On Wall Street, stocks took the inflation news in stride with the Dow Jones industrial average up about 2 points in late morning trading. However, heightened inflation worries rattled the bond market, pushing yields on Treasury's benchmark 10-year note higher.

The Fed has been raising short-term interest rates at a gradual pace since last June in an effort to ensure inflation does not get out of control.

Federal Reserve Chairman Alan Greenspan told Congress this week that the central bank was on guard against the possibility that a rebounding economy could trigger stronger inflation pressures.

However, he said that as of now Fed policy-makers were seeing no worrisome signs of a breakout in inflation.

If inflation pressures began to mount, the Fed would respond with faster interest rate increases than the gradual quarter-point moves it has been making, an action that would quickly translate into higher borrowing costs for consumers and businesses.

The big 0.8 percent jump in core inflation last month, the largest advance since a 1 percent surge in December 1998, was led by a 3.4 percent increase in the price of cigarettes.
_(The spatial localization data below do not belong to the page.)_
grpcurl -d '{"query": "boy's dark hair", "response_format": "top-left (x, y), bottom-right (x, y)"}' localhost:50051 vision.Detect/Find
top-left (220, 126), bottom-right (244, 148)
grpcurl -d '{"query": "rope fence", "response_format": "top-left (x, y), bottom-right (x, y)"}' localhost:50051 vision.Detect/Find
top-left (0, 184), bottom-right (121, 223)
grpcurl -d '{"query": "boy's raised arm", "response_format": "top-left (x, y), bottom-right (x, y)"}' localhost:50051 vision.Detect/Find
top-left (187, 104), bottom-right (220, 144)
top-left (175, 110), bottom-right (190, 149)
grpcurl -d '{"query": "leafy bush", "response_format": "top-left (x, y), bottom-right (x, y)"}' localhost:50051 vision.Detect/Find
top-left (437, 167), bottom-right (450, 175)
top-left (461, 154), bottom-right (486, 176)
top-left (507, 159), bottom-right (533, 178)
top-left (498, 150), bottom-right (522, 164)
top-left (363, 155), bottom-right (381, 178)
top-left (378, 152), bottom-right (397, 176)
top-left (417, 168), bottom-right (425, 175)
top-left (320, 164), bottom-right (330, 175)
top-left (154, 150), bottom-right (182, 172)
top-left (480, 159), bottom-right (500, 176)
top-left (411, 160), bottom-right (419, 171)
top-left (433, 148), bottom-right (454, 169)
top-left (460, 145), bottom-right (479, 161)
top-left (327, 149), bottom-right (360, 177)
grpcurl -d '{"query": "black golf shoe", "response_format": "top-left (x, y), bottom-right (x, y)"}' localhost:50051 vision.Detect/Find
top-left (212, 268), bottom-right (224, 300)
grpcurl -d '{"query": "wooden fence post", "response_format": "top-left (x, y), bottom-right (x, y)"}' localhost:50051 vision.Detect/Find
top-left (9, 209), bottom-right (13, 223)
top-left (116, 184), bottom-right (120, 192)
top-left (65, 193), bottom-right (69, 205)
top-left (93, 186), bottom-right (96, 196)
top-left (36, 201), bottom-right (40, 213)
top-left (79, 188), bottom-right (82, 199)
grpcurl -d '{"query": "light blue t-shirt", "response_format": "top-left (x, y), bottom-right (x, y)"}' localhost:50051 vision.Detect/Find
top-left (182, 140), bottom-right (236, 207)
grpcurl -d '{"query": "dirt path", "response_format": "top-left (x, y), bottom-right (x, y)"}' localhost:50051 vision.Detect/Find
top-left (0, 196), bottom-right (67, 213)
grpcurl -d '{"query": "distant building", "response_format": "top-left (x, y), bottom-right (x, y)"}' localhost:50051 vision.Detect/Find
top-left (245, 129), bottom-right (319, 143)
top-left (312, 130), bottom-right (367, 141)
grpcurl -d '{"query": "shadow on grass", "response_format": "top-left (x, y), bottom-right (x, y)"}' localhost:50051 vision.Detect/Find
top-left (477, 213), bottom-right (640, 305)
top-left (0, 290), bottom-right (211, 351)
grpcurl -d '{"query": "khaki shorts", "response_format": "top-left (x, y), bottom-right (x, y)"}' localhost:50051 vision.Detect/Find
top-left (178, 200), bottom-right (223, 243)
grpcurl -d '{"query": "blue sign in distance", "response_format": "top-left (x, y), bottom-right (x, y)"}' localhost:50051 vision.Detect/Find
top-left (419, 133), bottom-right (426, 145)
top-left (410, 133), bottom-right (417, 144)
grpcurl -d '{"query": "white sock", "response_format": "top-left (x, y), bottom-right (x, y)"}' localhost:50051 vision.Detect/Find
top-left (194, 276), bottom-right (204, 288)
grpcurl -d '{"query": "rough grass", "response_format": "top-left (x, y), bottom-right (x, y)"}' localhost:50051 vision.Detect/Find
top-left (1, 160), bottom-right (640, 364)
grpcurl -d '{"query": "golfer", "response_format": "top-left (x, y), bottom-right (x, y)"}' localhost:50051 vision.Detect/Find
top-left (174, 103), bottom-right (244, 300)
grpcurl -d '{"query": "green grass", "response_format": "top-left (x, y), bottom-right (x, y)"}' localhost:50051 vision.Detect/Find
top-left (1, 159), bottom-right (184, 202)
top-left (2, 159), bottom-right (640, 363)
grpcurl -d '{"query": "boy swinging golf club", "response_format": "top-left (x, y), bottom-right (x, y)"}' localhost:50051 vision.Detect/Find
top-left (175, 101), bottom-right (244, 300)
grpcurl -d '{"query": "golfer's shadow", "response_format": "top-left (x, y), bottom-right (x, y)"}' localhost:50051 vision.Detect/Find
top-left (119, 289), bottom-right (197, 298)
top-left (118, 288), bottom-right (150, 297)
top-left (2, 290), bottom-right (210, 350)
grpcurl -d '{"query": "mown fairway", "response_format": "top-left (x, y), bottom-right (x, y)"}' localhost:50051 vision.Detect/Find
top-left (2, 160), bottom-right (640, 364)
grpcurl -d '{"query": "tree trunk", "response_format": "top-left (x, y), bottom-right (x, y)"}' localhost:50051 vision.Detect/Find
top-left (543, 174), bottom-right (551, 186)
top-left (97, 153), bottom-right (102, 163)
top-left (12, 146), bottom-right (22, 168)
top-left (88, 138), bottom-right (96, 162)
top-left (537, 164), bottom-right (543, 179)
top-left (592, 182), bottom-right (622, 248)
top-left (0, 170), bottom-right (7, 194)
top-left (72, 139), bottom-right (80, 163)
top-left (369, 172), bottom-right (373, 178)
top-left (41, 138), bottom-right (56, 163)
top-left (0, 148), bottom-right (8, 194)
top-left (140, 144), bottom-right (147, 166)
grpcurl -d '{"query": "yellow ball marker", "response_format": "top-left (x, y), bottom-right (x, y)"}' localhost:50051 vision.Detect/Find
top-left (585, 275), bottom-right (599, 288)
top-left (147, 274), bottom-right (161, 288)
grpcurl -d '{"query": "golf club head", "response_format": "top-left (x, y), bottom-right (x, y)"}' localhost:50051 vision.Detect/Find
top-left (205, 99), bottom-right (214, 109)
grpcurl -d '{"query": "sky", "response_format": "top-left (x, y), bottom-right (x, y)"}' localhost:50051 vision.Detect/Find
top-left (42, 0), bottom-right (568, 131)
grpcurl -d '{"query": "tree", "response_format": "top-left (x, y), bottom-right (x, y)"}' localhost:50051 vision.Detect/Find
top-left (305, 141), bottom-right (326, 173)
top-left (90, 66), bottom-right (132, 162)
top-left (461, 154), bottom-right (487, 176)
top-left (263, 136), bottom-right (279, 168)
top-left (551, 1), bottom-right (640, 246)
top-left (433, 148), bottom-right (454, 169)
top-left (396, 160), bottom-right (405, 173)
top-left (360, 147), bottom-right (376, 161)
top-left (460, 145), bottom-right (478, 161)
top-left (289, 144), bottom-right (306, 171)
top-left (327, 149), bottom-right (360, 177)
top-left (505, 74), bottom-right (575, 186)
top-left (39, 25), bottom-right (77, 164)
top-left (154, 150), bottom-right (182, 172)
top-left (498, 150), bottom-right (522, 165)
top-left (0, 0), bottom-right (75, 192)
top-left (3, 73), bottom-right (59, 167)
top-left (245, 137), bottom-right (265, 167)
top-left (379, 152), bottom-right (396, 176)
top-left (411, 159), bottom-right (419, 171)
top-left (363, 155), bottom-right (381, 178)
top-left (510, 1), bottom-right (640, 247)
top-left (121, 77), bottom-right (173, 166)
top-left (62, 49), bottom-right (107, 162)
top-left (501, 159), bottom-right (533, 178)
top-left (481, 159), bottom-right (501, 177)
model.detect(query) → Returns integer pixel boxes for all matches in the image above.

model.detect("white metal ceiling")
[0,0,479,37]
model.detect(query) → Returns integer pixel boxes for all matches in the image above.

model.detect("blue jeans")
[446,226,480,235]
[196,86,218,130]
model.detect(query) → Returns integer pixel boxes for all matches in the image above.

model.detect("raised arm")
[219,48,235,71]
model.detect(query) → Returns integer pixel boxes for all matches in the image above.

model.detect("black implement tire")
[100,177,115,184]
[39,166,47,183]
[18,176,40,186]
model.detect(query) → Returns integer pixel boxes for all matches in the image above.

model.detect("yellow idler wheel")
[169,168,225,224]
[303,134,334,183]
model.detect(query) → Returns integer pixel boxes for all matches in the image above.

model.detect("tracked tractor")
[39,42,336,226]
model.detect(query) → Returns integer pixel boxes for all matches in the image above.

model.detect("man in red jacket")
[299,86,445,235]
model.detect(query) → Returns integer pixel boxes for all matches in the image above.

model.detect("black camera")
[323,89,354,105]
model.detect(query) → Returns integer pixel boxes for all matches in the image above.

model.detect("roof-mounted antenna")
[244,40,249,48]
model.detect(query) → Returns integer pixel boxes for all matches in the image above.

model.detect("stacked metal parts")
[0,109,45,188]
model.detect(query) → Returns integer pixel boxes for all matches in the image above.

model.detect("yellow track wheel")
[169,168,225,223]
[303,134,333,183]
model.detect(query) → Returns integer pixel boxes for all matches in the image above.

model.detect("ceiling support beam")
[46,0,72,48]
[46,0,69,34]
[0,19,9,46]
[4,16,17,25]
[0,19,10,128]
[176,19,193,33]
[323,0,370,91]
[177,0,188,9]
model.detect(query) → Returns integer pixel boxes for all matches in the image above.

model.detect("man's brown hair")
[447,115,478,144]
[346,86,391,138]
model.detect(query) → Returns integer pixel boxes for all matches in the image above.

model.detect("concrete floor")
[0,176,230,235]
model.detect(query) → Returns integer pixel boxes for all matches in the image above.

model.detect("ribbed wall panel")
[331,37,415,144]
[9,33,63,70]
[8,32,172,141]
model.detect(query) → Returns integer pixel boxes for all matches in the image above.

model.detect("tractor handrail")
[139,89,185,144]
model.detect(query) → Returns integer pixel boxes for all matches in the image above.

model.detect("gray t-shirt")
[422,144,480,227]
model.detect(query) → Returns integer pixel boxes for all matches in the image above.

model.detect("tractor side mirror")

That was the biggest spike in tobacco prices since a 4.4 percent jump in April 2002.

The price of alcoholic beverages climbed 2.8 percent, the biggest one-month jump in nearly five years.

Prices for new passenger cars were up 1.2 percent, which was the biggest one-month increase since March 2003.

Energy costs, which last year served to push overall inflation higher, actually retreated again in January, dropping by 1 percent, following an even bigger 2.5 percent drop in energy prices in December.

The January drop reflected a 4.2 percent decline in gasoline and a 1.8 percent drop in natural gas prices which were offset somewhat by an 8 percent increase in home heating oil and a 1.2 percent rise in electricity prices.

Food costs were down 0.2 percent in January, the best showing since a similar 0.2 percent drop in food prices last August. The decline, which followed a 0.1 percent rise in December, reflected falling prices for vegetables, fresh fruits and eggs. Prices for coffee and beef rose last month.

The 0.3 percent decline in wholesale prices in December had originally been reported as a bigger drop of 0.7 percent. However, the overall figure and the component price measures were all readjusted to reflect the use of updated seasonal adjustment factors.